You couldn’t pay me to go to a mall. I hate them. There are only a few reasons why you’ll ever find me anywhere near one. 1) Something is going on with my Macbook and I need the ENTHUSIASTIC Mac people to help me with the issue free of charge; 2) I have a gift card to the Cheesecake Factory or 3) I need the eye liner I buy once a year from Sephora (I need to start ordering this on-line). 

Today, reason number three took me to the mall and while there, I soon realized Dorothy wasn’t in Kansas anymore. All the people around me looked like creatures from another country. Or planet. The young girls were plastered in make-up and too tight of clothes. (Someone must tell these girls that less is more. Classic, understated and natural is far more attractive). And the guys there seemed just as into the shopping as them.

I forget that we are a nation of consumers. We worship at the alter of materialism. 

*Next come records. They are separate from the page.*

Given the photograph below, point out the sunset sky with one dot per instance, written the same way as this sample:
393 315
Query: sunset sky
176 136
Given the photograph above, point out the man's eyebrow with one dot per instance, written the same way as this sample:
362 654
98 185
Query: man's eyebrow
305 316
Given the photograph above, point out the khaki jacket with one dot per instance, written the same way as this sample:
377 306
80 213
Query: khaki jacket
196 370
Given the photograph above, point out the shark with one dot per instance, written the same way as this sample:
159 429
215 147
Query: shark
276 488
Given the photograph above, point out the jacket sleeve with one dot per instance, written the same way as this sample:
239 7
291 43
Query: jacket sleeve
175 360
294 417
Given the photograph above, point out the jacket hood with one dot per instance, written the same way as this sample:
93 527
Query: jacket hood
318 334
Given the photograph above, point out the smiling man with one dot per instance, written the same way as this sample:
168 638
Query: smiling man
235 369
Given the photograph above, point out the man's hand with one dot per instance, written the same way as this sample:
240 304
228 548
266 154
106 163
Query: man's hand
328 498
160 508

Which got me thinking about a sermon I heard recently in which the pastor differentiated between two Greek words that both mean life but bear different connotations. “Zwn” means eternal life and “bios” has more to do with earthly living. He was making the point that we need to focus more on zwn than bios because bios is finite and zwn – well, zwn is eternal. And far more substantial.

So, clearly the stuff of Fashion Valley reflects bios. It doesn’t take a rocket scientist to know that consumerism won’t sustain us. But what of those things that we think will but that don’t? That fail? Relationships? Hopes? Dreams? Love? How do we reconcile that? How do we not mistake those things for zwn?

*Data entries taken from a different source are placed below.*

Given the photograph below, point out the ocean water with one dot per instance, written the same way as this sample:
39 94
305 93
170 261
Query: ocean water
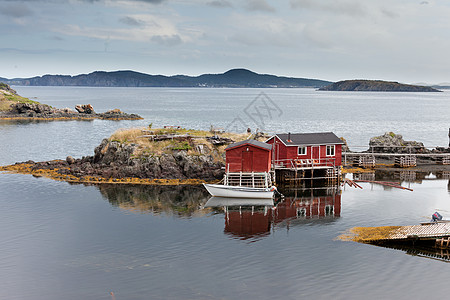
73 241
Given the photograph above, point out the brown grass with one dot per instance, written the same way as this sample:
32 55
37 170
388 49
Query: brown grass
148 147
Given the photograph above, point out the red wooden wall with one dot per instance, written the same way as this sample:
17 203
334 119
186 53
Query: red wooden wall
284 153
248 158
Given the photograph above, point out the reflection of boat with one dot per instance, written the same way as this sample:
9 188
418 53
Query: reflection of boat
222 201
230 191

This is more tricky because God designed us to be relational beings. He created us in His image and in others we can find this Imago Dei. This aspect of Him. So it is normal to seek zwn in people and relationships. And it is not necessarily wrong that we do. The problem though comes in our tenuous relationships to attachment. Most of us are wounded in this area and are trying to navigate how to be in relationship without losing self, perspective or God. It is very easy to be all zwn when secluded on a mountaintop in a monastery. It’s harder when brushing elbows with people at Fashion Valley and elsewhere. So it’s no coincidence that Rilke wrote, “For one human being to love another: that is perhaps the most difficult of all our tasks, the ultimate, the last test and proof, the work for which all other work is but preparation.” Or that Martin Buber writes, “Love does not cling to the I in such a way as to have the Thou only for its “content,” its object; but love is between I and Thou… Love is responsibility of an I for a Thou. 

I think the only way to truly live from zwn vs. bios is to turn to the Master for help in how to do this. I don’t think it’s an easy task to be self-aware. Or to love. To be so spiritually inclined that one can be removed from Bios. From Ego. From self or projections. Because that is how we’re partially wired. We are living in partial separation from God. 

So my New Years’ mantra is this – “Zwn not bios. God help me choose zwn not bios.”